« C’est seulement une affaire de 15 milliards ! », par Zébu

Billet invité.

« C’est seulement une affaire de 15 milliards ! »

A lire cette phrase, on se croirait écouter les propos de quelques nababs engoncés dans leurs fauteuils en cuir dans quelques salons d’hôtels forcément luxueux, discutant ‘bizness’ et jonglant avec les milliards comme les clowns sur la piste de cirque pourraient jongler avec des quilles au sujet d’une affaire mystérieuse mais somme toute banale, comme elles le sont toutes pour ces hommes un peu ‘particuliers’.

A la relecture, on s’aperçoit qu’en fait c’est bien un député, M. Christian Eckert, rapporteur général de la Commission des Finances, de l’Économie générale et du Contrôle budgétaire qui parle ainsi, en pleine Assemblée Nationale, réagissant aux propos d’un autre député (d’opposition) l’interpellant sur un article en particulier :

« M. Claude Goasguen – Vous savez aussi que, parmi les pouvoirs des parlementaires, il en est un qui est inaliénable : celui de saisir le Conseil constitutionnel – une législation récente l’a d’ailleurs étendu à d’autres personnes. Par conséquent, nous accuser de vouloir le saisir parce que nous sommes parlementaires, c’est surprenant. J’en ai entendu de belles, mais jamais celle-là. Le président Carrez a souligné la faille de votre raisonnement : c’est la notion de personne morale.
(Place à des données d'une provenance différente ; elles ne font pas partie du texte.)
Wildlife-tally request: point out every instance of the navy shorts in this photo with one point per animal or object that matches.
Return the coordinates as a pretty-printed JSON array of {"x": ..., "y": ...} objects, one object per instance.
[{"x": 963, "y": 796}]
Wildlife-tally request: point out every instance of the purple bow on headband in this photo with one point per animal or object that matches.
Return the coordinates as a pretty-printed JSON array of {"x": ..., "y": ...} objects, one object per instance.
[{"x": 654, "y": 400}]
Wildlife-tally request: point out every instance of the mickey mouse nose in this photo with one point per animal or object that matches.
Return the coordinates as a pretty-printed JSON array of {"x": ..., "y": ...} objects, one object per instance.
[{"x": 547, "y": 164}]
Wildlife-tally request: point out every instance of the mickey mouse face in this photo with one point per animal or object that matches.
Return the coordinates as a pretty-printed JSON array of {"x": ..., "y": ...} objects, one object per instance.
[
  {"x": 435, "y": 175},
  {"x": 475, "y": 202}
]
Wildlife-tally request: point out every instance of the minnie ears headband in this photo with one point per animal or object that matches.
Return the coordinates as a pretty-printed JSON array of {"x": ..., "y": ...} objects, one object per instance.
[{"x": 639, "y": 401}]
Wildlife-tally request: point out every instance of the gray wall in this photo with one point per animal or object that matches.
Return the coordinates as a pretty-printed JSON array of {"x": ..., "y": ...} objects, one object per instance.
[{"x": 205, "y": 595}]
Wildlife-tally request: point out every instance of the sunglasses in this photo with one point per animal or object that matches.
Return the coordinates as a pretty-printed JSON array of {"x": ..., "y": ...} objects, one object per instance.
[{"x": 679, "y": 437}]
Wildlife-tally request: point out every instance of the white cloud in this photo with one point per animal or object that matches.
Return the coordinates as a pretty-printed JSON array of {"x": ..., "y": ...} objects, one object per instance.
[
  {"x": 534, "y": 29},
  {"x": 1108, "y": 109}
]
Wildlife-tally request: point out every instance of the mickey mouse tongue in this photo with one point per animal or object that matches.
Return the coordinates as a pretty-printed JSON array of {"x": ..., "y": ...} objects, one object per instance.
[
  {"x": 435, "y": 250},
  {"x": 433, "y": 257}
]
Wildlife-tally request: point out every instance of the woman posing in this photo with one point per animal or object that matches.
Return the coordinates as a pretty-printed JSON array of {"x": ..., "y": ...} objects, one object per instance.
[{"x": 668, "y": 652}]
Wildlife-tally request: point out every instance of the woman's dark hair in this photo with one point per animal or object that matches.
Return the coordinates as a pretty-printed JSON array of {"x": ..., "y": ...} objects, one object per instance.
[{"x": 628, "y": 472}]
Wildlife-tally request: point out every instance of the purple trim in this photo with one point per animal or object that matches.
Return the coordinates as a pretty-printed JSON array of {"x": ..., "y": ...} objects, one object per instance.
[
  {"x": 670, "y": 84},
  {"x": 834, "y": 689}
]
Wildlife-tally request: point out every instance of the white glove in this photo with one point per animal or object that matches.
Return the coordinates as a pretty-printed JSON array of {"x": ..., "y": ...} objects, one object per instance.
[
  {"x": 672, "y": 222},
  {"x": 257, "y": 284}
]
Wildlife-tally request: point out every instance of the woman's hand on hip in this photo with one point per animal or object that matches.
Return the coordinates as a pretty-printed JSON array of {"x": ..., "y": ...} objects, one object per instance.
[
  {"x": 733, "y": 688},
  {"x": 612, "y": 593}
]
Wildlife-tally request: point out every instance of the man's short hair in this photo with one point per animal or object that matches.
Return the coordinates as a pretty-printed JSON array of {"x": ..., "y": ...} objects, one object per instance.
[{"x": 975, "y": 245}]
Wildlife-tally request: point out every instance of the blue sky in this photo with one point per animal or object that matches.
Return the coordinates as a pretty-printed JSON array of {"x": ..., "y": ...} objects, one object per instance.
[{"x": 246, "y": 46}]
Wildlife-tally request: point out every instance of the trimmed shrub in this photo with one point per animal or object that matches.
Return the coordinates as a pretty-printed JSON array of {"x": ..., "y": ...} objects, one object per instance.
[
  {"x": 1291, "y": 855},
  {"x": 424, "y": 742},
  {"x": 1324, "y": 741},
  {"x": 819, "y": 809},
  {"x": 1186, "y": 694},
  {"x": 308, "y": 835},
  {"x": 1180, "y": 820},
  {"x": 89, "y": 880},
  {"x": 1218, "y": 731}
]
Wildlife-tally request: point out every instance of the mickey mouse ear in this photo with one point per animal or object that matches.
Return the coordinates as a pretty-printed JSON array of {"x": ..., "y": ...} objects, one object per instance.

Le Conseil constitutionnel validera peut-être cet article, mais parler d’intérêt général quand on interdit d’ester en justice, cela ne tient pas. »

 

De quoi parle-t-on ici ? Encore et toujours de l’article 60, celui qui permet d’amnistier les banques pour quelques centaines de millions (sur 10 ans), d’obliger les collectivités locales à abandonner leurs droits à aller en justice contre la possibilité d’accéder à un fond de compensation pour solde de tout compte concernant leurs emprunts toxiques, tout en continuant à courir des risques financiers incalculables.

Et cet article, qui passe si mal pour tout ce qu’il génère et tout ce qu’il recèle, n’en finit pas de produire des boucles rétroactives ‘positives’, à savoir qu’il amplifie ses effets politiques dévastateurs : déjà, le Président de la Fédération Hospitalière de France (FHF), regroupant la quasi totalité des établissements hospitaliers publics en France (1000), a envoyé un courrier (à télécharger à droite sur la même page) adressé à tous les chefs d’établissement et les enjoignant à ester en justice concernant leurs emprunts toxiques et ce avant le 31 décembre 2013, avant que la loi de Finances ne soit promulguée !

Dans ce courrier, Frédéric Valletoux rappelle que les établissements hospitaliers publics sont exclus du fond de compensation mais seront aussi frappés par la loi de validation rétroactive éteignant leur capacité à aller en justice et souhaite ainsi … l’invalidation par le Conseil Constitutionnel de cet article, n’hésitant pas à appeler à cesser de verser aux banques les échéances dues, car ce seront bien les intérêts des établissements mais aussi des assurés sociaux qui en seront victimes.

Certes, M. Valletoux est un opposant politique au gouvernement actuel mais en tant que fils de l’ancien vice-président du directoire de Dexia, il a sans doute quelques bonnes raisons de manifester son inquiétude …

Jusqu’où donc ira le pouvoir exécutif pour défendre le statu quo et sauver la mise aux banques ?

A priori, jusqu’au bout, à lire M. Eckert, qui laisse clairement sous-entendre que ces quelques malheureux 15 milliards ne valent pas une saisine du Conseil Constitutionnel ni un tel raffut politique.

Et comme pour l’Affaire Kerviel (encore une autre affaire, de 5 milliards ‘seulement’ cette fois), la faute à pas de chance, la faute au lampiste ou la faute à tout le monde et à personne : pas de quoi fouetter un chat …

Les plus hautes institutions juridiques, Cour de Cassation pour l’Affaire Kerviel, Conseil Constitutionnel pour ‘l’Affaire de l’article 60’, auront à se prononcer et à dire si ces affaires ne sont pas seulement que des affaires de gros sous mais bien plus à voir avec l’état, déliquescent, de notre justice, de nos élus du parlement et du pouvoir exécutif face au pouvoir des banques.

Elles auront à se prononcer et à dire si nous sommes toujours dans ce clair obscur qu’est la démocratie ou si nous avons commencé à basculer irrémédiablement vers les riantes contrées de la féodalité bancaire.